The comparative in vitro dermal penetration of copper through human skin was examined following the application of four different copper containing formulations.  Cuprous oxide composite (approximately 1.05 mg/cm2), cuprous thiocyanate (approximately 0.73 mg/cm2), copper powder (approximately 0.97 mg/cm2) and cupric sulphate (approximately 0.94 mg/cm2), were applied at similar dose levels with respect to copper content.

Five static diffusion cells were prepared for each test formulation at each sampling regime.  Dermatomed membranes (approximately 300 µm thickness) were maintained in the cells at approximately 32°C.  The integrity of the membranes was first tested using tritiated water (3H20), and any cells showing a permeability coefficient for water of greater than 3.5 x 10-3 cm/hr were considered damaged and therefore not reported.  After removal of the residual 3H20, the test formulation was applied to the unoccluded skin samples at a rate of l0µl/cm2.

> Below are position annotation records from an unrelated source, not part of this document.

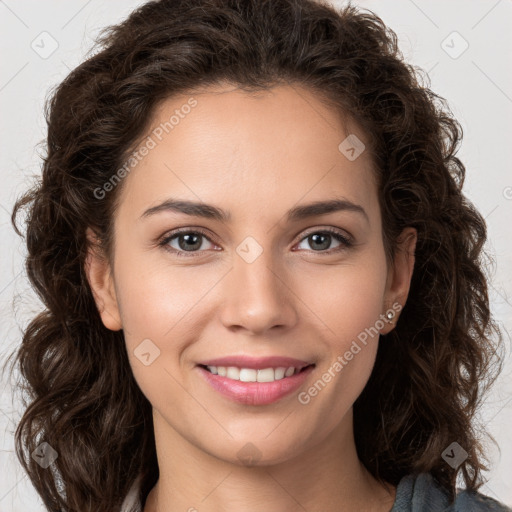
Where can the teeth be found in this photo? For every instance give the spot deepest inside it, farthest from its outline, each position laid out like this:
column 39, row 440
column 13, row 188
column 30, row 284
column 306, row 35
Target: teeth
column 251, row 375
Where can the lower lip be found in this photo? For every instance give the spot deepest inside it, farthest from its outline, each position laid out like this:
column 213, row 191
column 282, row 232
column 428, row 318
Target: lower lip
column 255, row 393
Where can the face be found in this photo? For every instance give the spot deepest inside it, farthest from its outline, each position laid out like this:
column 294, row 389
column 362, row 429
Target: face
column 271, row 279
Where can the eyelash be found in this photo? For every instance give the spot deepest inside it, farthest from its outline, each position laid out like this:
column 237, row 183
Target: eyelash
column 346, row 242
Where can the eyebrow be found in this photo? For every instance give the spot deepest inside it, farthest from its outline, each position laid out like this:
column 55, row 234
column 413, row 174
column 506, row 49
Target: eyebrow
column 198, row 209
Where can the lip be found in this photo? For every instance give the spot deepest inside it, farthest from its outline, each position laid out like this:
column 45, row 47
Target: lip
column 255, row 363
column 255, row 393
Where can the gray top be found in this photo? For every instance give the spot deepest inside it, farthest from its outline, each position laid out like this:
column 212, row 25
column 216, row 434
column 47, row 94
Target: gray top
column 414, row 493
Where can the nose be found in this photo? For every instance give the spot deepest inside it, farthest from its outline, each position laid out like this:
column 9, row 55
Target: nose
column 258, row 296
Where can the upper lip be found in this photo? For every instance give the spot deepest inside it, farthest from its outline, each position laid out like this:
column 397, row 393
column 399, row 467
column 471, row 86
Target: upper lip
column 244, row 361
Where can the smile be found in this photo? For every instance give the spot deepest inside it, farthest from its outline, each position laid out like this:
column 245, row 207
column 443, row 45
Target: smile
column 243, row 385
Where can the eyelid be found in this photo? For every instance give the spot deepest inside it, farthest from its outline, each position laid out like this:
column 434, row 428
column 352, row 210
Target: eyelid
column 346, row 241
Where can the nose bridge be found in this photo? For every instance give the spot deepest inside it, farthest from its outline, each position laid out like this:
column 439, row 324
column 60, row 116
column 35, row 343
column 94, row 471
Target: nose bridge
column 257, row 296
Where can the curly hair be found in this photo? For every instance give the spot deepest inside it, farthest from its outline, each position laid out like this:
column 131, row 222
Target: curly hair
column 432, row 371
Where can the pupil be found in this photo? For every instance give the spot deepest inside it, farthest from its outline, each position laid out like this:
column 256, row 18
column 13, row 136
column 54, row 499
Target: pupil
column 326, row 238
column 187, row 246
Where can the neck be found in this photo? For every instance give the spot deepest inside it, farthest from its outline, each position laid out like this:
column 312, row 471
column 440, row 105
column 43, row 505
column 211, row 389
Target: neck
column 328, row 477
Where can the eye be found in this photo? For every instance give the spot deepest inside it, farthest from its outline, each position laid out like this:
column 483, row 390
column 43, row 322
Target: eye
column 188, row 241
column 191, row 241
column 323, row 238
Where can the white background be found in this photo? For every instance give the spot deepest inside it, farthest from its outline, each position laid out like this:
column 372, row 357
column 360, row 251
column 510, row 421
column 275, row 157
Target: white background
column 477, row 85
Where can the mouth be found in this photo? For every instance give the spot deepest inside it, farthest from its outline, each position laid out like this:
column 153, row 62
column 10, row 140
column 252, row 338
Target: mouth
column 270, row 374
column 255, row 386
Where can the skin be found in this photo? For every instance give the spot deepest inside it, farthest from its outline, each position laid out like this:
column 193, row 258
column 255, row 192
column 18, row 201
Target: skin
column 256, row 156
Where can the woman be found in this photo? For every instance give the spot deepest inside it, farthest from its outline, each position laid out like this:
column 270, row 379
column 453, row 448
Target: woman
column 198, row 351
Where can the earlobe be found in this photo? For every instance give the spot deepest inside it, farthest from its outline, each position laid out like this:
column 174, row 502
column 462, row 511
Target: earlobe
column 99, row 276
column 400, row 275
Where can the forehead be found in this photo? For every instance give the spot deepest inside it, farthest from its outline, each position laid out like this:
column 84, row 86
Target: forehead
column 245, row 149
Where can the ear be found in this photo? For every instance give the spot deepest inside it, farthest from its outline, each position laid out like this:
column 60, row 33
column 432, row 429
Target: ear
column 99, row 275
column 399, row 276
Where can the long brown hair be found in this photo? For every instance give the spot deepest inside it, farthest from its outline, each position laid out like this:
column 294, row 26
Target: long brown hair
column 431, row 371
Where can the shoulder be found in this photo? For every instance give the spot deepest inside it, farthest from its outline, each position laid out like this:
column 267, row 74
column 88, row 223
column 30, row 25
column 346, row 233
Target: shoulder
column 422, row 493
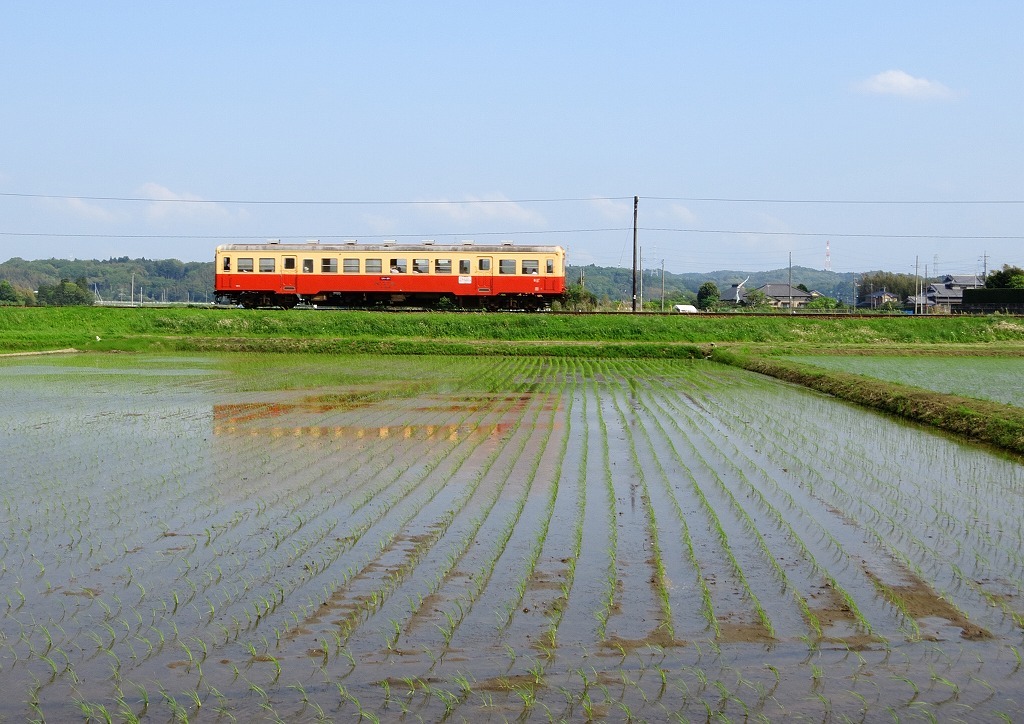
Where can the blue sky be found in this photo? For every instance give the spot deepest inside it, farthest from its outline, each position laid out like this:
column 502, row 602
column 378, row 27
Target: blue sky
column 161, row 129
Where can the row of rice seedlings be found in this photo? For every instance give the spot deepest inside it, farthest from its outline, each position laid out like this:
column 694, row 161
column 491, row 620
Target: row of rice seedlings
column 901, row 524
column 498, row 481
column 611, row 575
column 660, row 577
column 813, row 473
column 114, row 642
column 556, row 609
column 480, row 572
column 353, row 535
column 896, row 529
column 718, row 525
column 677, row 412
column 782, row 521
column 399, row 573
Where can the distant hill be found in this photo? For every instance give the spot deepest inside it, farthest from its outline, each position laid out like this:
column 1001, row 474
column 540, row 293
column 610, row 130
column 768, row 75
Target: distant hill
column 173, row 281
column 112, row 280
column 615, row 284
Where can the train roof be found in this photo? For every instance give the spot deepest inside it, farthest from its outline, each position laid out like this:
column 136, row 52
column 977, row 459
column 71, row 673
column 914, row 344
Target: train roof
column 393, row 247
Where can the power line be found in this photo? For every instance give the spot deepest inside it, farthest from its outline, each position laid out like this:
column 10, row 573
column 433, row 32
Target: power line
column 336, row 202
column 835, row 201
column 271, row 202
column 829, row 233
column 463, row 235
column 521, row 232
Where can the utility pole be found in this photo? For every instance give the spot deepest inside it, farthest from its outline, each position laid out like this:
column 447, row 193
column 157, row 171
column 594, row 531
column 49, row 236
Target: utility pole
column 636, row 251
column 663, row 285
column 791, row 283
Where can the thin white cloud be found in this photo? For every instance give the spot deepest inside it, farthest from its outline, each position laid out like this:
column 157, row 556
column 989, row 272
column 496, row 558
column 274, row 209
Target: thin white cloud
column 613, row 210
column 172, row 205
column 904, row 85
column 493, row 207
column 678, row 211
column 85, row 210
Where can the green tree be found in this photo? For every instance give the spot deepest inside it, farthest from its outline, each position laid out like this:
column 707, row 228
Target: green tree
column 822, row 303
column 577, row 298
column 708, row 296
column 8, row 295
column 1007, row 278
column 756, row 299
column 66, row 293
column 902, row 286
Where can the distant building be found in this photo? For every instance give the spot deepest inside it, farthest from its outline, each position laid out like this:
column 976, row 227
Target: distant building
column 948, row 294
column 779, row 296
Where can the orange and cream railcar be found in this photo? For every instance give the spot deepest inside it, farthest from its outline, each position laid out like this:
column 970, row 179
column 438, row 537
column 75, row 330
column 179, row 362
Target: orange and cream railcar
column 491, row 277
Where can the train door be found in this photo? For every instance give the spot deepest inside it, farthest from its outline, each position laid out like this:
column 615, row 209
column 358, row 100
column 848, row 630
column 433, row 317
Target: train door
column 483, row 274
column 289, row 274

For each of the test substances there were three sampling regimes.  The first terminated at 6 hours after application of the test substance, and the second was terminated at 24 hours after application of test material.  In each case the skin surface was swabbed at 6 hours after application of the test substance to remove unabsorbed material (representing a wash procedure at the end of a working day).  The third sampling regime terminated at 24 hours post-application but no swab was performed.  For each regime, the receptor fluid was sampled at termination only.

 

Results and Discussion

Comparison of the amount of copper absorbed through human skin following the application of each test material formulation is best assessed using the most occupationally relevant sampling regime (swab at 6 hours, receptor fluid collected at 24 hours post application).

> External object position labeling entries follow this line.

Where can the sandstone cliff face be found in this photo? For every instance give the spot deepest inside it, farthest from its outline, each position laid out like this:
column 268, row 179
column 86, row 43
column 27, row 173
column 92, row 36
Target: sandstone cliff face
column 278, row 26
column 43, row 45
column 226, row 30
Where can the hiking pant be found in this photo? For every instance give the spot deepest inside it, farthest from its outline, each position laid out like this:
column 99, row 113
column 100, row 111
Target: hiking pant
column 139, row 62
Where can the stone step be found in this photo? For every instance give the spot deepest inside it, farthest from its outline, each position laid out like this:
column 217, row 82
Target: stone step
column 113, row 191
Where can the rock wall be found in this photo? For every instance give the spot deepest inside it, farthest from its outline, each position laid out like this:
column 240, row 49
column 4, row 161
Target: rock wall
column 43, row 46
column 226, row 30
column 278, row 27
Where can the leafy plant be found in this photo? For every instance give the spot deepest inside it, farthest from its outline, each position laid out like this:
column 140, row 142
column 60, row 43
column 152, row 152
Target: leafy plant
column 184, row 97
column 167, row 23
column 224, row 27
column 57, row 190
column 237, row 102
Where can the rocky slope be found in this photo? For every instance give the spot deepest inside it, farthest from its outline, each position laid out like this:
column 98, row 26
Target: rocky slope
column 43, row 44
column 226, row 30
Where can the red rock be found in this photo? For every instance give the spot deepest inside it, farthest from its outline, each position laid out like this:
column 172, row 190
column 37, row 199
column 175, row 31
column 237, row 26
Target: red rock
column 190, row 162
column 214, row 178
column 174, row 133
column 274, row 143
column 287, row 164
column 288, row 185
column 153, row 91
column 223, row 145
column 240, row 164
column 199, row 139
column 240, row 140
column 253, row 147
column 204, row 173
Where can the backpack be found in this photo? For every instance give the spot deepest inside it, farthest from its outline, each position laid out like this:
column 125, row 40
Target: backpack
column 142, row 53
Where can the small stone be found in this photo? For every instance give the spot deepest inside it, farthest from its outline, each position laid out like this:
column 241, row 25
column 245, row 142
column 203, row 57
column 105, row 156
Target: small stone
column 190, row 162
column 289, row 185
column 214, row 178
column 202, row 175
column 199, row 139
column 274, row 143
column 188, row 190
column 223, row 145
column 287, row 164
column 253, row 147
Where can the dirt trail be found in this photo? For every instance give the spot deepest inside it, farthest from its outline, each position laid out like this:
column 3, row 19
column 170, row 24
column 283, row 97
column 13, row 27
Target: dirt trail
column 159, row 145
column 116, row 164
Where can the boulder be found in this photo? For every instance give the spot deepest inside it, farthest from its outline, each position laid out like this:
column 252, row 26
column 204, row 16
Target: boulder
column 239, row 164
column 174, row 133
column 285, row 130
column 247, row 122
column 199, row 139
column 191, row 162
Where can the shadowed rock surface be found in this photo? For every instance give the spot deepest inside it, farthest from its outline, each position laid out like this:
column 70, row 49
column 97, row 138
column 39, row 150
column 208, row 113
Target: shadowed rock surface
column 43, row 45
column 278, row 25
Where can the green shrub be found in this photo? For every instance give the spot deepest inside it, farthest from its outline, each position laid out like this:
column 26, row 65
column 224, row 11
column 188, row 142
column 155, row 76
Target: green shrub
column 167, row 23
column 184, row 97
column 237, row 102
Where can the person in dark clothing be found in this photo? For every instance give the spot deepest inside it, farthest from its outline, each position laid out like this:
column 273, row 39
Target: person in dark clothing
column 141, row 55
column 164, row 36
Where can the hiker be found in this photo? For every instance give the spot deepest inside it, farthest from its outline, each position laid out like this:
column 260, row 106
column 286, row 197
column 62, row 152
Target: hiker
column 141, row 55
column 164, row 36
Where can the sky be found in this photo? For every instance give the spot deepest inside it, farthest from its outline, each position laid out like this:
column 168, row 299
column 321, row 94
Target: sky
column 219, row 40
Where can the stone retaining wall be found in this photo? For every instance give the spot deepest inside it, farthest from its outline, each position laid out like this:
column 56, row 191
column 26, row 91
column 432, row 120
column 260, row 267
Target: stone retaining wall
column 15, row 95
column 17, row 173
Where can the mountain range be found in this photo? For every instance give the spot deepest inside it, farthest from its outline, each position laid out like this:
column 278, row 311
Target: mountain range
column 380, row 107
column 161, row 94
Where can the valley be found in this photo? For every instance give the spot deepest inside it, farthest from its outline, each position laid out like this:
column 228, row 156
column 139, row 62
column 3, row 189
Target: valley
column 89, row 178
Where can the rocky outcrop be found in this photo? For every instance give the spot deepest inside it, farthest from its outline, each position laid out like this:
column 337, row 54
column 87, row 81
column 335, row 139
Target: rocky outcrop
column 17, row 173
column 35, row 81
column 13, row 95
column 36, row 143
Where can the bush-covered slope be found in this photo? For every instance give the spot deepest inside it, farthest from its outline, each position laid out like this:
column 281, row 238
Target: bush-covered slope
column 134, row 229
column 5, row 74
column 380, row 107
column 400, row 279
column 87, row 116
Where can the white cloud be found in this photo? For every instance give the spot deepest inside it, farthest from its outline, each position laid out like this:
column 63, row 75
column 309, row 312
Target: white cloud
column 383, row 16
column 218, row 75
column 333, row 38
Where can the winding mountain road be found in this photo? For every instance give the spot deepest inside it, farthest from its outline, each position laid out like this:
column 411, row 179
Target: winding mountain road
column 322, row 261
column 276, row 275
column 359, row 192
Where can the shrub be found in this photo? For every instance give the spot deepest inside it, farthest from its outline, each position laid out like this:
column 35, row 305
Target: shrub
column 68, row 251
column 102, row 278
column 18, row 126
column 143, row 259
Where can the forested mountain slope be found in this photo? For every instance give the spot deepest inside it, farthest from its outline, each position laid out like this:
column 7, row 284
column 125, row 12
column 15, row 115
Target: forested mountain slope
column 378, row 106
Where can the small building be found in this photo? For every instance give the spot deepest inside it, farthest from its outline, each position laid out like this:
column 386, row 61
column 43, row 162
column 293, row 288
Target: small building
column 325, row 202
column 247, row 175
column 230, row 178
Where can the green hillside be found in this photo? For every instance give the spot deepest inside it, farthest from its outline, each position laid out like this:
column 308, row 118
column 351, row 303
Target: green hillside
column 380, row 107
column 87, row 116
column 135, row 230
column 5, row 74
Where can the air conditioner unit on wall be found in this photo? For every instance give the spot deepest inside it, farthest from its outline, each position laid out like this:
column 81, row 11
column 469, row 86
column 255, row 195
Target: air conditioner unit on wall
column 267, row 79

The results may be summarised as follows:

 

Product name

% applied dose

Ratio

Cuprous oxide composite

0.157

1.15

Cuprous thiocyanate

0.126

0.92

Copper powder

0.038

0.28

Cupric sulphate

0.136

1.00

 

The absorption rate (ng/cm2/h) would normally be calculated from the steepest part of the absorption profile, which is indicative of steady-state absorption.  Since the cells that were sampled at 6 hours gave the highest rate of absorption (and are therefore the closest to steady-state absorption), the absorption rate has been measured using these values. 

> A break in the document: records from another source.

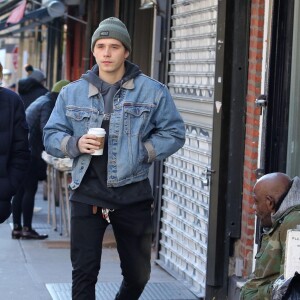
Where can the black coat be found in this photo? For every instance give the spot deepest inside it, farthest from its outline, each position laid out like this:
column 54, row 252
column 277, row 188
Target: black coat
column 37, row 115
column 14, row 147
column 30, row 89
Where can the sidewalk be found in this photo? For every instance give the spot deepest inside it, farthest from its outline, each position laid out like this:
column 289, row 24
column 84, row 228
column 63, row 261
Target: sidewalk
column 42, row 269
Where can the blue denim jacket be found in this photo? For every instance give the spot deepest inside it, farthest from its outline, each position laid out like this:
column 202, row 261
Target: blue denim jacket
column 145, row 126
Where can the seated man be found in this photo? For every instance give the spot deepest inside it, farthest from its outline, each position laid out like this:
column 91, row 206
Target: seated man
column 277, row 205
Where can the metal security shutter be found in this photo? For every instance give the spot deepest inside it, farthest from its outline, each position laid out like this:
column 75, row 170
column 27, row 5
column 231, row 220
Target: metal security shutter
column 185, row 195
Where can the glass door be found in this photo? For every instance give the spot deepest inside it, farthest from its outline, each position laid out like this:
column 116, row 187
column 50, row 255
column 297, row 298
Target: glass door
column 293, row 147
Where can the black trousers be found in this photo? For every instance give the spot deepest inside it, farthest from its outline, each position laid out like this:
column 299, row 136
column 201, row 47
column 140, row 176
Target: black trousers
column 23, row 201
column 133, row 232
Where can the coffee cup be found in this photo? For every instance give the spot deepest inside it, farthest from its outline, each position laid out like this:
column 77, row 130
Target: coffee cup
column 100, row 133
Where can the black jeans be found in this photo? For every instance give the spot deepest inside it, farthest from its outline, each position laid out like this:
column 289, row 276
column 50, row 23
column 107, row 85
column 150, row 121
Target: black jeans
column 133, row 233
column 23, row 201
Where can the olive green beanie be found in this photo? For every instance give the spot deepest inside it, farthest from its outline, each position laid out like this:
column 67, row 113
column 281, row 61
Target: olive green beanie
column 112, row 28
column 59, row 85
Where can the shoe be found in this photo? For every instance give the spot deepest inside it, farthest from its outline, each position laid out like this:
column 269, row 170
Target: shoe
column 16, row 233
column 31, row 234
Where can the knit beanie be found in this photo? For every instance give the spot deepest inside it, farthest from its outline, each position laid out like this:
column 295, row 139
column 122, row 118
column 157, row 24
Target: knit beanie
column 59, row 85
column 38, row 75
column 112, row 28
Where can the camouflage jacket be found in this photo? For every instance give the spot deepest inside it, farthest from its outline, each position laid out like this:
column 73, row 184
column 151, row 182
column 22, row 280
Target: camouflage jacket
column 270, row 258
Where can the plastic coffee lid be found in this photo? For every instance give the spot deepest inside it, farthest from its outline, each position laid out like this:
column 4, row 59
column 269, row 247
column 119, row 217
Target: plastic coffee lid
column 97, row 130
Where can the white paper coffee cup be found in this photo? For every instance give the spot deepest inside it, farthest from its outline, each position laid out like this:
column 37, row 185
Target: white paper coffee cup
column 100, row 133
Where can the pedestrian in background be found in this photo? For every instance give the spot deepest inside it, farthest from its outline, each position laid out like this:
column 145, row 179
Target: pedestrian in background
column 14, row 148
column 37, row 115
column 142, row 126
column 32, row 87
column 28, row 69
column 277, row 205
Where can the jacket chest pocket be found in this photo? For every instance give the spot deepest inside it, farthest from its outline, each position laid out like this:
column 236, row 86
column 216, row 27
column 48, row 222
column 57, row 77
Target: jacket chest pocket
column 135, row 118
column 80, row 118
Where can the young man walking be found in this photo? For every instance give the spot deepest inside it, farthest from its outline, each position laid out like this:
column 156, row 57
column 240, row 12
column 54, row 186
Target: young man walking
column 142, row 125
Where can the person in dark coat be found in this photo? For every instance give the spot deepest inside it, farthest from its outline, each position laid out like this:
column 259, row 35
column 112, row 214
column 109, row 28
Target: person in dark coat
column 32, row 87
column 37, row 115
column 14, row 148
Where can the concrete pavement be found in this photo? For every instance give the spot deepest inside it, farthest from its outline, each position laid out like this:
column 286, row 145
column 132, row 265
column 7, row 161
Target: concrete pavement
column 32, row 270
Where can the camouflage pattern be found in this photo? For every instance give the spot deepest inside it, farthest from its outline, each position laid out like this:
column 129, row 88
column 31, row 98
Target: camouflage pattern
column 270, row 258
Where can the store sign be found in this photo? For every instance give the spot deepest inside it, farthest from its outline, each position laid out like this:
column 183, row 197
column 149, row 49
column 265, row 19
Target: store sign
column 15, row 57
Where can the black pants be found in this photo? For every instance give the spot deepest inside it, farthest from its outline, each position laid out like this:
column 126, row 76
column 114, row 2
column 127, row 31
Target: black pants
column 133, row 233
column 23, row 201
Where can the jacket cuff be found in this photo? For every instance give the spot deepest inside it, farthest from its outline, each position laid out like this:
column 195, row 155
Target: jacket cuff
column 150, row 151
column 69, row 146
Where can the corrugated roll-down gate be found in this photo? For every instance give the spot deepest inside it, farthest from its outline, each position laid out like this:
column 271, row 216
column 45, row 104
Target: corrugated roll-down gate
column 185, row 195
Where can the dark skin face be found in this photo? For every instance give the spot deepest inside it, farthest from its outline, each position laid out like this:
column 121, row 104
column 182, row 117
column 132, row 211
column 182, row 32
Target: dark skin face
column 267, row 192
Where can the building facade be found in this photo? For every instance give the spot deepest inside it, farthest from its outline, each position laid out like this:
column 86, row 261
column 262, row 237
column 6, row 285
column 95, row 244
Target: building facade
column 231, row 67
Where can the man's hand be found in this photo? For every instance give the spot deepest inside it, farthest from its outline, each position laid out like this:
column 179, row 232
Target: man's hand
column 88, row 143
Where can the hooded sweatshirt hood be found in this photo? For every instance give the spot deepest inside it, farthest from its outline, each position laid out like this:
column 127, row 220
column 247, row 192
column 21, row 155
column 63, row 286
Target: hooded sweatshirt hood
column 291, row 199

The results may be summarised as follows:

 

Product name

ng/cm2/h

Cuprous oxide composite

171.4

Cuprous thiocyanate

155.8

Copper powder

140.4

Cupric sulphate

152.4

 

The level and rate of penetration of copper resulting from the exposure of human skin to each of the test materials were compared against those for cupric sulphate (see the ratios for % dose applied in the table above).  There was very little penetration of copper through the skin from any of the test formulations.  The absorption of copper from the cuprous oxide composite, cuprous thiocyanate and cupric sulphate formulations was similar with between 0.126 and 0.157% of the dose being absorbed over the 24 hour period.  The level of absorption was lower from the copper powder formulation (0.038%).  If all the dermal penetration values for copper (6 hour exposure, 24 hour sampling) are pooled, then the mean value is 0.1106% with a standard deviation of 0.067 (CV 60.94%).  It should however be noted that there was some variation in the data between cells.  This was in part due to the fact that the level of absorption was extremely low for all of the formulations and the values obtained were very close to the LOQ level, and in part due to the natural variation in absorption between individual skin donors.

It is clear from the results that none of the copper compounds tested readily penetrate human skin when applied as aqueous formulations.